Wait, what? Yes, you read that correctly. IoHO uses a bodysuit, that they’ve placed thermoelectric generators in, to store a human’s body heat in a rested state and then converts that heat into usable electricity.
37 individuals have been used in their project, and the process is fairly simple. A subject lies down on one of their beds for a few hours, in a rested state and the bodysuit harnesses their body heat and converts it into energy. They’ve tested these suits to mine for just over eight days, at 212 hours and have been able to mine 16,594 coins so far. In that time, the 37 subjects produced around 127,210 milliwatts of electricity.
Could this take over the traditional methods, since mining cryptocurrency uses so much electricity and can be quite expensive? Not quite.
From CryptoCompare’s calculation tool, you would only be able to mine 0.002487 of Ethereum in a single day using that 127 watts of energy produced by the bodysuits. While the idea of using excess body heat is forward-thinking and exciting, it seems like it would be far too much effort for not enough reward.

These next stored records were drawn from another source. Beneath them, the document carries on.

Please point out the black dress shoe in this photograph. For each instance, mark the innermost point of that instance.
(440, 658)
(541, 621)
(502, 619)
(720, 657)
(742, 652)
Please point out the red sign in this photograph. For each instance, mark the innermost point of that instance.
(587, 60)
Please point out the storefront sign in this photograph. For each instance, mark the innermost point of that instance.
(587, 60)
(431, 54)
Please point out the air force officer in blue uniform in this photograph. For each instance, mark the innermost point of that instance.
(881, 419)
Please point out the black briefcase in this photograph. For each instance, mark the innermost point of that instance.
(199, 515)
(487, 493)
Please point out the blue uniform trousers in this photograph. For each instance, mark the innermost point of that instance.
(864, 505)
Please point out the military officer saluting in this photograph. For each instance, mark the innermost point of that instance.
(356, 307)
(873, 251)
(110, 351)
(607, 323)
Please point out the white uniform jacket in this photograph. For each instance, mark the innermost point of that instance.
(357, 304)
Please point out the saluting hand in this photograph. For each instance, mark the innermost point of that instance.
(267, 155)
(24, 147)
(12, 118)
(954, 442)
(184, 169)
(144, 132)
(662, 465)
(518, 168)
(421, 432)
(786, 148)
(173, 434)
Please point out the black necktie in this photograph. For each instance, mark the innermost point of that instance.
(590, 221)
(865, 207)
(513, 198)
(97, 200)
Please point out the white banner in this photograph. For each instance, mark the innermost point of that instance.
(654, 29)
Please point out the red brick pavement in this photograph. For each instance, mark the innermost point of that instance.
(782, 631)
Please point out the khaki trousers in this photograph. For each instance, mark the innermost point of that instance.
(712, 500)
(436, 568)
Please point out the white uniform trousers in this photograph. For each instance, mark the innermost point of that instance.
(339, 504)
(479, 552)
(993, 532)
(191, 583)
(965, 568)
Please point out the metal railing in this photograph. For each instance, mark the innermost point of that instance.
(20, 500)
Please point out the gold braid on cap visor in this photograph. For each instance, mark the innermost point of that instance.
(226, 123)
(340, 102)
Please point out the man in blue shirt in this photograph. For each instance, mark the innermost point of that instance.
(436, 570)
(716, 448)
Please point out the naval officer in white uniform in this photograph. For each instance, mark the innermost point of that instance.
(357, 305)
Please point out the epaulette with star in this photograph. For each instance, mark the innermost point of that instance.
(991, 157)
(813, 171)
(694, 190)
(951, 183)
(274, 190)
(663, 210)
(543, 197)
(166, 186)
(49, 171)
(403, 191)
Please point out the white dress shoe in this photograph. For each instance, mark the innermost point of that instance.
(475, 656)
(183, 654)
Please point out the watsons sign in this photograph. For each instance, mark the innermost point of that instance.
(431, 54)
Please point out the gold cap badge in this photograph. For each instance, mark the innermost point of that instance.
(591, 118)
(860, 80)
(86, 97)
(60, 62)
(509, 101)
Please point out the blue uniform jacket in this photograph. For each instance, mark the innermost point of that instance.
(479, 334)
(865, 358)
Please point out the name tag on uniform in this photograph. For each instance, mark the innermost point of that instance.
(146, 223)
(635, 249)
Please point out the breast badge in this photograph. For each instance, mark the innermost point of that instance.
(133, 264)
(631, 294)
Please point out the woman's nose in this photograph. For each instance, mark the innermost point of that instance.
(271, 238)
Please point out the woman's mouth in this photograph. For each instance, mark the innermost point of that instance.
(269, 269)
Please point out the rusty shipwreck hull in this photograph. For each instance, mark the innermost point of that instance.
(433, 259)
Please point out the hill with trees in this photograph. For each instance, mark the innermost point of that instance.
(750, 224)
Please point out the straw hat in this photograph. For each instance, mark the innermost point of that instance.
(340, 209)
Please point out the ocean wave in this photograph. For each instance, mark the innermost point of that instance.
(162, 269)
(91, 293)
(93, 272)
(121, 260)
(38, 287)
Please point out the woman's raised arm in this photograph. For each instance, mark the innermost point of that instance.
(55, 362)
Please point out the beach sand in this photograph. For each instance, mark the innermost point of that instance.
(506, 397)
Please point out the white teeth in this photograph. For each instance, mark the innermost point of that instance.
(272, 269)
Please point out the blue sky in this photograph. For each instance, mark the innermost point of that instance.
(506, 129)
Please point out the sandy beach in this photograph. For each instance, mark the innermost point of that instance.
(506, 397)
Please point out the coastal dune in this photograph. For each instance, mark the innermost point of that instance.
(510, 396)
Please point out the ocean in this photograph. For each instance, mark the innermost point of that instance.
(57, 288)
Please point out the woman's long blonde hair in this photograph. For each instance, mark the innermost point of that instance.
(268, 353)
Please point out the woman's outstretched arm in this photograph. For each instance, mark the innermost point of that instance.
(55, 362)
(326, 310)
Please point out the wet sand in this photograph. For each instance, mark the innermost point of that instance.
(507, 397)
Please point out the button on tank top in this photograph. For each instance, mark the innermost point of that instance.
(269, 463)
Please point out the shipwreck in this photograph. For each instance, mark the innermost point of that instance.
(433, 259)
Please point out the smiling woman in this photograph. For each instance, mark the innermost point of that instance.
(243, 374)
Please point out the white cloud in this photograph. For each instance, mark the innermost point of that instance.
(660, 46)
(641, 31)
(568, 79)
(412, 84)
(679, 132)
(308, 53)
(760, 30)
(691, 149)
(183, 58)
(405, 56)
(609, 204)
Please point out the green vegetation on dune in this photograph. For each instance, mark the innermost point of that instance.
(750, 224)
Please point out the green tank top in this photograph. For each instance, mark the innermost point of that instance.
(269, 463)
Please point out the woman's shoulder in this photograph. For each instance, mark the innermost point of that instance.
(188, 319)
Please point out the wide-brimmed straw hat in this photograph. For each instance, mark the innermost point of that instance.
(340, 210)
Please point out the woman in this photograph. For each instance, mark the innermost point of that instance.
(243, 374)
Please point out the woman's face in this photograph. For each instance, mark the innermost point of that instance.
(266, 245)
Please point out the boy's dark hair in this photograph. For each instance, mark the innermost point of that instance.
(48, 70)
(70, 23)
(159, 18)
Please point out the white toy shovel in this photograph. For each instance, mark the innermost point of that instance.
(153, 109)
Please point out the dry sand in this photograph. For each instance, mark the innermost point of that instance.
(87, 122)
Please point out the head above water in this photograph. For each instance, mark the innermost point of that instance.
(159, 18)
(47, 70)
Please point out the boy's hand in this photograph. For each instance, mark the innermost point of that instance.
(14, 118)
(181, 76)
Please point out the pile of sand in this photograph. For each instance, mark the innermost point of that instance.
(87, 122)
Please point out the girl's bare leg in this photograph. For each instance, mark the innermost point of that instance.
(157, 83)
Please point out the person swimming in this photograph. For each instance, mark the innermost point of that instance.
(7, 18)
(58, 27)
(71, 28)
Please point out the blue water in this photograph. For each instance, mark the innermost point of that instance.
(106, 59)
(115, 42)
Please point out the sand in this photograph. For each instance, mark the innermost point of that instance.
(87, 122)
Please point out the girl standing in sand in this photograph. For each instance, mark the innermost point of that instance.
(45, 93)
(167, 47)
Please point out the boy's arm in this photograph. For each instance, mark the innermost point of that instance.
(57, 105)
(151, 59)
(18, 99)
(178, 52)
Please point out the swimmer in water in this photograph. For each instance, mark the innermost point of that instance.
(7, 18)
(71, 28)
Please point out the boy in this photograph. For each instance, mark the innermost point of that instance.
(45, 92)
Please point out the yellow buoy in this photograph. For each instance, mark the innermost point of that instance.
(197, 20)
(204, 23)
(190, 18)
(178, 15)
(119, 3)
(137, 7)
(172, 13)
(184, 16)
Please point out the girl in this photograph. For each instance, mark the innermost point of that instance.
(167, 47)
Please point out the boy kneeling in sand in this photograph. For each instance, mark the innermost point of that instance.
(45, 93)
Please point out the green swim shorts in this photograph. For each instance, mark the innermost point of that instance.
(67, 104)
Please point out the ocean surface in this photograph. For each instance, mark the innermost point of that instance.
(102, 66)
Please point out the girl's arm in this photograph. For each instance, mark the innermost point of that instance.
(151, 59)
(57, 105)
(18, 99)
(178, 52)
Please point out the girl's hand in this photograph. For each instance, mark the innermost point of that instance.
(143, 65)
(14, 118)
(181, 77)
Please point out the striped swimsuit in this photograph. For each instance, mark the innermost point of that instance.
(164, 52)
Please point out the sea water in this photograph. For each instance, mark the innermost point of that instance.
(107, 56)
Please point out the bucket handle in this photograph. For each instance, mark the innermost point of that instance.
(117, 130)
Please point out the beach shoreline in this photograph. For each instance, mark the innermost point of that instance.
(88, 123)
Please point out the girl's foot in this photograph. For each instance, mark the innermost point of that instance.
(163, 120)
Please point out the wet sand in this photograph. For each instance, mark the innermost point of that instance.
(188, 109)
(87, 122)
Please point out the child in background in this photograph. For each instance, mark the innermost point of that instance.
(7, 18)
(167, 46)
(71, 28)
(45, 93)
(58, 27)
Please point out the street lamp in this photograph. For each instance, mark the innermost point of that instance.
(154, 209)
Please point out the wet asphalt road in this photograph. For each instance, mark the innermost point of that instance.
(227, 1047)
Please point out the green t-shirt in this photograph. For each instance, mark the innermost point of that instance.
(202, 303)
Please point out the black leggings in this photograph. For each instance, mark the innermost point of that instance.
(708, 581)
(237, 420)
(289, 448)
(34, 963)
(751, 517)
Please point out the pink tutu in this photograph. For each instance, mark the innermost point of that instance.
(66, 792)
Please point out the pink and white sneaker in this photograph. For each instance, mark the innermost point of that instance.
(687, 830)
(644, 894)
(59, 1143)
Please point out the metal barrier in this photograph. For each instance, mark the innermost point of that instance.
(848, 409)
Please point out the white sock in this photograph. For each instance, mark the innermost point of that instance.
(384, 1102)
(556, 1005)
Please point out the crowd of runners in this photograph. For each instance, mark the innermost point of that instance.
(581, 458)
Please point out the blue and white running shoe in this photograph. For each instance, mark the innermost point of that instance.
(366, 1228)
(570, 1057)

However, the group at IoHO may have just opened the door for new alternative energy methods of mining, as it becomes more expensive to keep up with the large mining nodes. Alternative energy, such as solar or wind, may be a viable solution for miners in places that have an abundant supply of those energy sources. The current cumulative power consumption is a huge problem and the operations worldwide consume more power than a number of African countries.
Rested body heat may not be enough to currently solve this issue but it might have kick-started the solution to a growing problem.